In addition to hearing some very smart papers about blogging, I had the opportunity to talk to many bloggers who I respect immensely, including John Holbo, Scott Eric Kauffman, Dr. Crazy and Bitch PhD. (Though I spent far less time talking to Dr. C and Dr. B than I should have.) In our discussions, as we talked a little about blogging, I began to see more clearly what the possibilities of the medium might be, for me as an academic, a writer, and a potential member of a larger community. And it seems to me that this particular community is beginning to change.

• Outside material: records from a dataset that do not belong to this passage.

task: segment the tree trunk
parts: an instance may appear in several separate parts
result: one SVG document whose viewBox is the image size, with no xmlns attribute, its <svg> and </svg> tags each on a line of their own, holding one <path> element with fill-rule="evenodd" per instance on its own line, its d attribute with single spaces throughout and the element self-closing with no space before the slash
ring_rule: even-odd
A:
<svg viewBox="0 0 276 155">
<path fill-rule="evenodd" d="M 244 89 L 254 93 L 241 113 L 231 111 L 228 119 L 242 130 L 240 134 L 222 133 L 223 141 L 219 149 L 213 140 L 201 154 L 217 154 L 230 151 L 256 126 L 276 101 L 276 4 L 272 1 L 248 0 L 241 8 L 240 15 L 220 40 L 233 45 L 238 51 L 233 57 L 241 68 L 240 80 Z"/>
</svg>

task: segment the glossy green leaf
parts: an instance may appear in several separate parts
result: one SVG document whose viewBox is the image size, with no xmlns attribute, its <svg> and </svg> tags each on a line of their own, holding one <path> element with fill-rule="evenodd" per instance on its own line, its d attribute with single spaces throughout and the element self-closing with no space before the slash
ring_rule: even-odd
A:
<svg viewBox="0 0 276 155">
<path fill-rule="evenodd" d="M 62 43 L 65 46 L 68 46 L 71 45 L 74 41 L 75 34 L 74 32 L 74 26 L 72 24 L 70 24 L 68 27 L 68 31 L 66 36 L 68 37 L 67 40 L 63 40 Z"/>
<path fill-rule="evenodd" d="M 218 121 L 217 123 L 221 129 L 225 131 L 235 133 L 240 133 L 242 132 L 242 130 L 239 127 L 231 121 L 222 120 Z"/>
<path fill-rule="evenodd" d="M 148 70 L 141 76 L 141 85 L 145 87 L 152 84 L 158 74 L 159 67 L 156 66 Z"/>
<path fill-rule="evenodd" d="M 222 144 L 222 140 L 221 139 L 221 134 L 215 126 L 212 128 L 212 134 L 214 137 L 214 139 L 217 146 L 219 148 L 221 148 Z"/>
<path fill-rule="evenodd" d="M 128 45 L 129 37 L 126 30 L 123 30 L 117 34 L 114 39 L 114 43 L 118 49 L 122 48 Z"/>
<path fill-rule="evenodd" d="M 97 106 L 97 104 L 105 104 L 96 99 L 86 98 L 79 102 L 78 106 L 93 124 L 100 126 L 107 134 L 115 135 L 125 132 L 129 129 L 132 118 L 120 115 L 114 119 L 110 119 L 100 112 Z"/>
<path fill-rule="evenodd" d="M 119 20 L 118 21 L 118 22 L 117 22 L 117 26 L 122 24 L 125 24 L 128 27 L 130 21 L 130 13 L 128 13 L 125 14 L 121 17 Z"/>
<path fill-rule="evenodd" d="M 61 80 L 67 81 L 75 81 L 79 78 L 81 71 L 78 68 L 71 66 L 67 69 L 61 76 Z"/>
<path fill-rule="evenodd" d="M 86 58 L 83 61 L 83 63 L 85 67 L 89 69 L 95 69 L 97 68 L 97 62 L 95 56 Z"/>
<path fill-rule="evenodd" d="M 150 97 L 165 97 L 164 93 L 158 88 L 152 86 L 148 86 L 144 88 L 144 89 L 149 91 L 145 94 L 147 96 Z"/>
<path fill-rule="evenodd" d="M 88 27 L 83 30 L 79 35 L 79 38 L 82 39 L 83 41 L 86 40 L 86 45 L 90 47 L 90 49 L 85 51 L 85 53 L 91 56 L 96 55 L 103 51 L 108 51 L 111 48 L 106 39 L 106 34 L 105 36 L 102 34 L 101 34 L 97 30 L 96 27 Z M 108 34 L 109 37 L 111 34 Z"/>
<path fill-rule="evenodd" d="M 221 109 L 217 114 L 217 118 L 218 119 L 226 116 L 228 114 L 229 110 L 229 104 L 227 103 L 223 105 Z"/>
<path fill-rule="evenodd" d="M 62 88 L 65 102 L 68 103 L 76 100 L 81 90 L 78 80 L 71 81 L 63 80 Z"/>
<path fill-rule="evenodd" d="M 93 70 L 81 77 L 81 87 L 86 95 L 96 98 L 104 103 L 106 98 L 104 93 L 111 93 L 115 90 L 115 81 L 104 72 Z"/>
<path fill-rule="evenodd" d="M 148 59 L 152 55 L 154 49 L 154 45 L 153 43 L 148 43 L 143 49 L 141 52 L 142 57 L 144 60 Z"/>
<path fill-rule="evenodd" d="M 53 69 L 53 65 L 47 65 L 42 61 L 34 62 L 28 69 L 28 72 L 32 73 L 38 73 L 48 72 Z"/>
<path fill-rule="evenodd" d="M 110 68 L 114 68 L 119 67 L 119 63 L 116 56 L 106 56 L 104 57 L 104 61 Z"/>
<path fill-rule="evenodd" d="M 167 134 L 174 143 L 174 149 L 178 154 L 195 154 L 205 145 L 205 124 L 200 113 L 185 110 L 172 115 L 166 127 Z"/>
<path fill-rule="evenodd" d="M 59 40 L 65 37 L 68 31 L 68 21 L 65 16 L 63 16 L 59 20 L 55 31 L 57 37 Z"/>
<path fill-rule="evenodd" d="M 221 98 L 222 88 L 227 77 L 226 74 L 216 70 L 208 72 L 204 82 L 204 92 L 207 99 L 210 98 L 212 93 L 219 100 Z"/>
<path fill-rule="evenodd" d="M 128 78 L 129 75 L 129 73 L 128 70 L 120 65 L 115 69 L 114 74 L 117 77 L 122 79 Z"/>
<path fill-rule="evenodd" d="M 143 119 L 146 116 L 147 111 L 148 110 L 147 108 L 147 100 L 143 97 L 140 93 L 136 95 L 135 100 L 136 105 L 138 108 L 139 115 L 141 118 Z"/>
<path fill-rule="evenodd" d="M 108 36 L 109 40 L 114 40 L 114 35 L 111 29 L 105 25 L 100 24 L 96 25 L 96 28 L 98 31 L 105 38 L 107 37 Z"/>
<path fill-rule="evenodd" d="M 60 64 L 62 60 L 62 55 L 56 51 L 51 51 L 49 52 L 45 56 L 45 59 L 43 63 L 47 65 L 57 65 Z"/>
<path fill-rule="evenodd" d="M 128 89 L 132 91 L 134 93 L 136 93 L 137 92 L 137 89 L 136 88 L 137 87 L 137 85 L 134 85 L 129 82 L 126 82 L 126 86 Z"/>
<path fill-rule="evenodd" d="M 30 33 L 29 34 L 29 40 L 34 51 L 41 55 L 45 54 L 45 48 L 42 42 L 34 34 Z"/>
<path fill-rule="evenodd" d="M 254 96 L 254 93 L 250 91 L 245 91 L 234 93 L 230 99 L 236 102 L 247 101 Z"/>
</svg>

In response to Scott’s post about his MLA paper at The Valve, Rich Puchalsky commented:
I’d guess that 80% of the current academics who are ever going to blog are already blogging. The rest of the change is going to be generational—an increasing percentage of new grad students blogging,a slow retirement of people whose non-blogging habits are set, a faster conversion of pseudonymous bloggers without tenure to named bloggers with tenure. Most people don’t have the narrative or descriptive writing skills to hold a mass blogging audience, and without that, I think that people tend to give up. Possibly, they burn out and give up even *with* that, but then they tend to come back.To which Scott responded:
Rich, I don’t buy it. I can’t remember the number of people I talked to this past week who simply didn’t know--or entirely misunderstood--what academic blogging was all about. I think as more people realize its potential--I’ve half-written a post on this excellent, if specialized, blog--we’ll see more people jump into the game.First, Rich may be right about the kind of writing that blogs require, at least if one wants an audience, which I do. There is a sense in which blogging is personal, a way to get things onto paper (or into pixels) that one might not ordinarily get on paper. But the point for me is to enter a conversation with people who are thinking about similar kinds of things. If someone blogs in the forest and no one is there to hear it, I don’t think it really makes a sound, nor does it make any sense—at least for me. Because I think Rich is right about the necessary “narrative and descriptive writing skills,” I’ve been reluctant to start blogging. Like writing an article, a conference paper, or a book (I would imagine), beginning to blog requires a bit of egotism, enough to really convince one’s self that one has something to say, that one can say it well, and that it will be interesting to at least a handful of others. One of the things I admire about the blogs I’ve been lurking around for the past year, is that the bloggers are interesting and do write in the ways that Rich describes.
Scott’s comment also makes sense to me. While I do think I have a sense of what academic blogging is all about, or at least what I want it to be all about for me, I really needed to work out for myself what the potential for blogging was, both professionally and personally. Dr. Crazy, ever the reflective blogger, has an excellent post, written in response to a question posed at an MLA blogging panel, about blogs “counting” toward academic credentialing. Dr. C writes, “I love that I have a public writing space that doesn't quite count.” And at a very basic level, that’s what I’m looking for—a space to write where the stakes aren’t absent (as in a personal diary), but where they’re different. I don’t have clear-cut goals for what I want this blog to be yet; I don’t want to limit the kinds of writing I do here from the outset, rather I want this to be an exploration of what kinds of writing are possible in this kind of space.